Nou, dat laat aan duidelijkheid niets te wensen over, denk ik. Er staat in rijmwoorden kort gezegd, dat onze Juffertoren bezig is een ruïne te worden.
Natuurlijk, - dat dienen we ruiterlijk toe te geven -: ’t gaat om een toren die op dat moment al zo’n 600 jaar oud is. En natuurlijk gaat ‘de tand der tijden’ dan knagen aan de eeuwenoude kloostermop-muren. Die muren mogen gemiddeld wel 1.60 meter dik zijn, de structuur van de middeleeuwse kloostermoppen is toch van een aanzienlijk mindere hardheid dan de bakstenen van nu.

Er is evenwel een ander element, dat met het materiaal niets te maken heeft.

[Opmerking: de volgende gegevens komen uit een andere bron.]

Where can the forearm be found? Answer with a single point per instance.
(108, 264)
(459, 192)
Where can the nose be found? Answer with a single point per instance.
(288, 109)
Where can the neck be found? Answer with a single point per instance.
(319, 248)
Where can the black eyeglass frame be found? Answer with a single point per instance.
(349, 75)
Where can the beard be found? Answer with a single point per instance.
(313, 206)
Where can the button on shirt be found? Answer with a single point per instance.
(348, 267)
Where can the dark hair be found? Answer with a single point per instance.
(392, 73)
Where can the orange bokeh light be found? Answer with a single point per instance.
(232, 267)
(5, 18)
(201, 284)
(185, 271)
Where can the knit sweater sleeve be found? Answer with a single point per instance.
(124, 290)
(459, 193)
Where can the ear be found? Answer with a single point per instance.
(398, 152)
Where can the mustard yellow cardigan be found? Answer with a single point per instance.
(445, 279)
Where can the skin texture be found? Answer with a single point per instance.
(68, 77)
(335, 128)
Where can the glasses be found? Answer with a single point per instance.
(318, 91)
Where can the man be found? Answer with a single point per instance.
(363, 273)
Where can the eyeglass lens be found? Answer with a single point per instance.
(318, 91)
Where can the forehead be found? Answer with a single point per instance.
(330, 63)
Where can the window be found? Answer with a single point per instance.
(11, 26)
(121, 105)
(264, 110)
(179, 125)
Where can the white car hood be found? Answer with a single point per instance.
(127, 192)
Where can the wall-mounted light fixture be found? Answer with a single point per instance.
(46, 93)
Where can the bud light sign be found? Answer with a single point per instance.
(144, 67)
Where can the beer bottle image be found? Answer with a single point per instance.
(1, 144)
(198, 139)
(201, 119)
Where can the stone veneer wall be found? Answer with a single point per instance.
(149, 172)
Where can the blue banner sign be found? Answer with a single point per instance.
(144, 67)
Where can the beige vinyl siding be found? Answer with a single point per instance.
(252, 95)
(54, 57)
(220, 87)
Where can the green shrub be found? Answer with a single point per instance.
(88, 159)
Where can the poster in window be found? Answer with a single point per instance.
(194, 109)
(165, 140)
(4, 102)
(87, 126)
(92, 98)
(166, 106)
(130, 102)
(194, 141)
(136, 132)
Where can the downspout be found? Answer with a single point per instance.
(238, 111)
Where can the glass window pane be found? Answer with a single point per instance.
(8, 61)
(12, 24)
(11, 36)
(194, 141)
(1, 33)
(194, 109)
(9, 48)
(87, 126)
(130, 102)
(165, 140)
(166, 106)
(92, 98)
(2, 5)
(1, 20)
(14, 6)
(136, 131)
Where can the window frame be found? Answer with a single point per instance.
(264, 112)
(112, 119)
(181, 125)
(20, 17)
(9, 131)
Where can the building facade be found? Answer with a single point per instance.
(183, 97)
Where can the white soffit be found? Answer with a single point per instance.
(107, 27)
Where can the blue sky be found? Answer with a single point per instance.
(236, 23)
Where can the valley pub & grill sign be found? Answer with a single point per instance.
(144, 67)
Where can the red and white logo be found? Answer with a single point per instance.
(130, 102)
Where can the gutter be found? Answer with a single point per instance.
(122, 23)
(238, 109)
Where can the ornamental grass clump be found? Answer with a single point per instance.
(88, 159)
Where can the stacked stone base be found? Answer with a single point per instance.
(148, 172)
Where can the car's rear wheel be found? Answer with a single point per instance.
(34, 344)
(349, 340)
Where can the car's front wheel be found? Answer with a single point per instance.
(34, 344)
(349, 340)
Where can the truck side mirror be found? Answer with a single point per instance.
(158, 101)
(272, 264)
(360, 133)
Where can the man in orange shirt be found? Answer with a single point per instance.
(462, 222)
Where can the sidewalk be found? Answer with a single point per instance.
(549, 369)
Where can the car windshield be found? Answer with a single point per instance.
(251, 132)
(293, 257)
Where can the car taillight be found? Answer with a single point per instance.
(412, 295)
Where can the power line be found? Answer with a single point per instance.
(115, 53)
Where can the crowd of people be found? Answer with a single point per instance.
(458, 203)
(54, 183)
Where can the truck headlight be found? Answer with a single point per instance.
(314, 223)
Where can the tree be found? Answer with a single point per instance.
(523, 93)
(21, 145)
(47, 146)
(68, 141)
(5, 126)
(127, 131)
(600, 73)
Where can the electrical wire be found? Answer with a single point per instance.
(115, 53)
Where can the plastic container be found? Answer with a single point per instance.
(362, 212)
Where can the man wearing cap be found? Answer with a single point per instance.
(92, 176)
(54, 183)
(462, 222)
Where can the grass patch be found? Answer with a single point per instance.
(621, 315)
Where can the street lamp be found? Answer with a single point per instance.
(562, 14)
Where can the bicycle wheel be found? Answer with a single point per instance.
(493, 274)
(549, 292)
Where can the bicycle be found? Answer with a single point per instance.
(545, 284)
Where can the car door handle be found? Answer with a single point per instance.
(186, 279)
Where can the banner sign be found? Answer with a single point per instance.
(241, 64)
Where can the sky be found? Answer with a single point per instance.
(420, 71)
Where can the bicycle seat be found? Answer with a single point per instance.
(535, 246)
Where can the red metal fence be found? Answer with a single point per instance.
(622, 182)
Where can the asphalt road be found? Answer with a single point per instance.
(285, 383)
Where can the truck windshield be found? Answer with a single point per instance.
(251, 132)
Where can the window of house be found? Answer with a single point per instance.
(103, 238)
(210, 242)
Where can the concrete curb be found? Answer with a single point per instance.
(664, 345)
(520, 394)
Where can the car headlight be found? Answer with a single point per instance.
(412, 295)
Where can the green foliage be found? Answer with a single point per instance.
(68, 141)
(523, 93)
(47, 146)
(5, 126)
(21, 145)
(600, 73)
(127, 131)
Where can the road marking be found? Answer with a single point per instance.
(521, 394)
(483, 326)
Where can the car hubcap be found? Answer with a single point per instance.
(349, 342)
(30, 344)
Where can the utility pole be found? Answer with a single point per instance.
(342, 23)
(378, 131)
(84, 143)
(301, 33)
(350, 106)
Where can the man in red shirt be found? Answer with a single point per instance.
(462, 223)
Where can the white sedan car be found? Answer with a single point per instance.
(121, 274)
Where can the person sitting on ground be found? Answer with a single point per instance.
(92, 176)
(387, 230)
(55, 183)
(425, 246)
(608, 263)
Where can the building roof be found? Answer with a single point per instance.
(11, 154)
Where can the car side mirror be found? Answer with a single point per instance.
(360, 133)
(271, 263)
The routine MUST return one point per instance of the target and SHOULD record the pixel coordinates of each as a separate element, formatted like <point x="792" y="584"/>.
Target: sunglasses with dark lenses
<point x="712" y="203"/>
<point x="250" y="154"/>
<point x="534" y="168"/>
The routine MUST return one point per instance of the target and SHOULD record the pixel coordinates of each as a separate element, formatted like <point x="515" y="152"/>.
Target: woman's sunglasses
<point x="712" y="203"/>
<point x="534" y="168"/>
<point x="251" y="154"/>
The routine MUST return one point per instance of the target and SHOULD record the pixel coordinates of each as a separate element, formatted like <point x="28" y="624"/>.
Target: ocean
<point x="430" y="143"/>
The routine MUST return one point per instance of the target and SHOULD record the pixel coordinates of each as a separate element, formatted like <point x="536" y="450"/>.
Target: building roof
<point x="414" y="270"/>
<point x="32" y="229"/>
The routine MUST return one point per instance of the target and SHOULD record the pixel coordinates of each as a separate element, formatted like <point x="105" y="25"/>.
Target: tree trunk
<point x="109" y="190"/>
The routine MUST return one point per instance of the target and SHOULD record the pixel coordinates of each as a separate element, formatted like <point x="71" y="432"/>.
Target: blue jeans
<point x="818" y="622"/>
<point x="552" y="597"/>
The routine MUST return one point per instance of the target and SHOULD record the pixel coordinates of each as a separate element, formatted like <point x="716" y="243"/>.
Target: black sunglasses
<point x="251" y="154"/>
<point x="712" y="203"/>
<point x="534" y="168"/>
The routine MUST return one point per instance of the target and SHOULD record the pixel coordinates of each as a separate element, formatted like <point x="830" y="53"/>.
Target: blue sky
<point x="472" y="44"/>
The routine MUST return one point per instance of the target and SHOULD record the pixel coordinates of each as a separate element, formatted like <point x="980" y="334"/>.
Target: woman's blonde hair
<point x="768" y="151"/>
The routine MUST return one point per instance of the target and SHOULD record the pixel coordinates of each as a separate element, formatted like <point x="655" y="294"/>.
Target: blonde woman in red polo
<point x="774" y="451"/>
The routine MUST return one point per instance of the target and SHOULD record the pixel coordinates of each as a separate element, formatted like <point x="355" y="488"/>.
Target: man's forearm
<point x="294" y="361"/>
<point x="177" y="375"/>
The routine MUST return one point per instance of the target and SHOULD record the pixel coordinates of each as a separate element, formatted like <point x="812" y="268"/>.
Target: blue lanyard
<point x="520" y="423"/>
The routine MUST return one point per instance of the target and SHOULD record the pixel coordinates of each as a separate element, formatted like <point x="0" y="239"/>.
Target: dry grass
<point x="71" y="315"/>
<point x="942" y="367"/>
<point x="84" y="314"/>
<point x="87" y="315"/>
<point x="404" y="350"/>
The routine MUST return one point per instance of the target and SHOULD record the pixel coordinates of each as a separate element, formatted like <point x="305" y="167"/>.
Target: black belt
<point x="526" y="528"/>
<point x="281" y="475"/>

Ik heb me niet aan de indruk kunnen onttrekken, dat de ver(k)rottingsellende met toren en kerkgebouw is begonnen gedurende de 2e periode, dat ds. Gravemeijer in Onstwedde predikant was. ’t Gaat in die jaren in de plaatselijke Hervormde Kerk heel sterk over geloofszaken en over ‘bevindelijkheid’. Onstwedde dient een bolwerk van hervormde orthodoxie te worden in een sterk vrijzinnig  geworden omgeving, zo wordt/is de grondgedachte.  Alledaagse zaken als het onderhoud van kerk en toren worden gemakshalve naar de achtergrond gedrongen (zie de foto): onbelangrijk. De enigszins chaotische situatie wordt misschien wel duidelijk weerspiegeld in het feit, dat de Hervormde Gemeente van Onstwedde in de 17 jaar na het emeritaat van ds. H.E. Gravemeijer liefst 5 verschillende predikanten “verslijt”. De komst van ds. E. Weidner brengt in 1895 kennelijk weer enige stabiliteit. In datzelfde jaar wordt namelijk al een begin gemaakt met een uitgebreide restauratie van toren en kerk.
Net op tijd?

Het door Jesper opgediepte document behelst een verzoek van het ‘Ministerie van Binnenlandsche Zaken d.d. 7 October 1893 aan den Architect der Rijks Monumenten-gebouwen te Amsterdam’, betreffende de ‘Toren te Onstwedde’.
Die architect is niemand minder dan dr. Pierre J.H. Cuypers, beroemd door o.a. de bouw van het Rijksmuseum en het Centraal Station in Amsterdam en de restauratie van tal van oude kerken onder zijn leiding.
Het advies komt een week later al. Het concept van de brief is geschreven in een handschrift, waarvoor een gemiddeld basisschoolkind zich de ogen uit het hoofd zou schamen. ’t Is echter de inhoud, die een element bevat waardoor een doorsnee-Onstwedder anno 2015 van schrik z’n hoofdharen zou verliezen.

We lezen:
“...het mij voorkomt dat de steenen spits zeer wel van lateren datum kan zijn dan de vierkante romp van den toren, en vermits nu het behoud van zulk een spits hier een groot bezwaar zoude opleveren, daar ene herstelling niet dan door een groote vernieuwing te bereiken is, is men gerechtigd den gemetselde spits af te breken, onder voorwaarde dat er ene houten spits met leien gedekt van dezelfde vorm en dezelfde afmeting voor worden in de plaats gesteld. Zulk een houten met leien gedekte spits past ook geheel bij het karakter van dit bouwwerk; deze zal minder kostbaar zijn, en is gemakkelijker te onderhouden…”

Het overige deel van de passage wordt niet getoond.